There is the most wonderful moment in the first movement of Sonata no.4, at the beginning of bar 94, where Beethoven writes in A major in the piano part and D minor for the cello. This lasts only for a moment, but for a Classical composer to have the concept that the two main poles of traditional harmony – the dominant and the tonic – could be played at the same time shows that he was starting to think in a way that might have led, if he had lived another 15–20 years, to a Schoenbergian breaking up of traditional harmony altogether. It’s just extraordinary.
Schoenberg marked principal and secondary voices Hauptstimme (H) and Nebenstimme (N) respectively. At the opening of Beethoven’s Sonata no.4, we could do the same: to begin, the cello has the principal voice; then the piano takes over, and the role goes back and forth between the two.

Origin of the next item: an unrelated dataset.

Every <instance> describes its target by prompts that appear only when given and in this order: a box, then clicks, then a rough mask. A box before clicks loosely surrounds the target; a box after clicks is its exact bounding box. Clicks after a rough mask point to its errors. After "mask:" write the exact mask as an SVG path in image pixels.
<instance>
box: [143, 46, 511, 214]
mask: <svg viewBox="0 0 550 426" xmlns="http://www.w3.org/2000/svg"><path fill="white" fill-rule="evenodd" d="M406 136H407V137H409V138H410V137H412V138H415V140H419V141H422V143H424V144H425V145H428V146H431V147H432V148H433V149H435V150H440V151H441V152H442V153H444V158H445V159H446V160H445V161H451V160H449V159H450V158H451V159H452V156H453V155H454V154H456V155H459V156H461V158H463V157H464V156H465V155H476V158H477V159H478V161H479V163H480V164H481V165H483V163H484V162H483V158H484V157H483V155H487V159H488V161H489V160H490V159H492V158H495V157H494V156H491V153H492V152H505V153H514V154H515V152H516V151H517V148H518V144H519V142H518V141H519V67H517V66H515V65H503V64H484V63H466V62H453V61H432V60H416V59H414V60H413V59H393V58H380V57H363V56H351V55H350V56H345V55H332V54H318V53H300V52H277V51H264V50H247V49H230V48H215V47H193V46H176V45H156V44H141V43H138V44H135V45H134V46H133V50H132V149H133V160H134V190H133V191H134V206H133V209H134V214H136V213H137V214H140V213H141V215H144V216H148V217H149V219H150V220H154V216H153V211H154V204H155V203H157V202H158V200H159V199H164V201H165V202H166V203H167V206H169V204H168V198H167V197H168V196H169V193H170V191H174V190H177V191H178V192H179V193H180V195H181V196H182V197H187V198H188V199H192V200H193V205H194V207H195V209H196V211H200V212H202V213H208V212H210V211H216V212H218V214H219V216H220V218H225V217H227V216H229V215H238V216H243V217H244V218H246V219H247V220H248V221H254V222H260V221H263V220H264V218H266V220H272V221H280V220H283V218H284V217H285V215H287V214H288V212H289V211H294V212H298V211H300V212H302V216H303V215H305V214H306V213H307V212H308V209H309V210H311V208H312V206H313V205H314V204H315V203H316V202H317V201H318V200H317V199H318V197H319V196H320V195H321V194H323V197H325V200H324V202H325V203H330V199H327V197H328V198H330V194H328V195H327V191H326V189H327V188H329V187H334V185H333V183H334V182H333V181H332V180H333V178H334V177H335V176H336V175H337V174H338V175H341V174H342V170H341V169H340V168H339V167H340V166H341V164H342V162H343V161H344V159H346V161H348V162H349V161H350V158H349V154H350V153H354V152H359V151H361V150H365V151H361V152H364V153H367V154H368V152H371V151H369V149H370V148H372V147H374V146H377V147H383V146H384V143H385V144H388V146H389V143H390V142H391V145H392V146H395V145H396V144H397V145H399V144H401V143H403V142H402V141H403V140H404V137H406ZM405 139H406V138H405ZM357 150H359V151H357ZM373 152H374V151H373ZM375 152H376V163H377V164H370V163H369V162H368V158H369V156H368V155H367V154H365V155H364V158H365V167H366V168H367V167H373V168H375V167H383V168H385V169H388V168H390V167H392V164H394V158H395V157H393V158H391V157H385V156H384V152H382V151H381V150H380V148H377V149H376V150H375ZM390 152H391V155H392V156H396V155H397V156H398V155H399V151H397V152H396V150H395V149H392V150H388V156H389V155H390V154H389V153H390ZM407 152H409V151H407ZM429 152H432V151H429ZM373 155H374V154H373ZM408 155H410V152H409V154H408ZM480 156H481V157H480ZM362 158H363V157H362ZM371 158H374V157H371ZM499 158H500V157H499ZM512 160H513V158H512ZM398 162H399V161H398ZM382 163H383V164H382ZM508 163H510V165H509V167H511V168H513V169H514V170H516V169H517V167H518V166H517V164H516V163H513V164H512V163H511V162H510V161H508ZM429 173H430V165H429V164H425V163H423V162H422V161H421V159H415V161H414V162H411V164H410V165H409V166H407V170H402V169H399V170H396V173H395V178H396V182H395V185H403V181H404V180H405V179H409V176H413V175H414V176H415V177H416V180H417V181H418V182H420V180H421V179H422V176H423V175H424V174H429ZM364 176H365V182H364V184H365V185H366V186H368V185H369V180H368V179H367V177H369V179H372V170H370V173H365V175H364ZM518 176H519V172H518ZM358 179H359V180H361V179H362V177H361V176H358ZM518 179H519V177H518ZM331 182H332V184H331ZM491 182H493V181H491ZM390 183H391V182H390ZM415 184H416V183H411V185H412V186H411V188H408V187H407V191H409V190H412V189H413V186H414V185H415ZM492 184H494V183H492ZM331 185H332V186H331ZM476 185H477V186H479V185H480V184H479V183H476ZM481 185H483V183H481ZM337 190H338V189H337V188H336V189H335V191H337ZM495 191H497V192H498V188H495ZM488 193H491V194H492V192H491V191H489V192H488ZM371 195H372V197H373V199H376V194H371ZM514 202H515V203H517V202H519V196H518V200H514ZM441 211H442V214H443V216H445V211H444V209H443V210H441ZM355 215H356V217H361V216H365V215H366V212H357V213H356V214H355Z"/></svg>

In bars 6–9 the cello is secondary, playing the bass-line to the piano part a 3rd apart. We accompany from bar 12 and, given that we no longer have material of secondary or principal importance, we should play this with less focus or interest than before, only following the piano’s expression for the swell in bars 13–14.
In bar 17, suddenly we go from tertiary to principal importance, within the same dynamic. It takes real artistry to be able to move from one voice to the next without changing sonority, and that is part of what I love about this music. Beethoven’s musical concept was outgrowing and outdistancing all the instrumentalists of his time.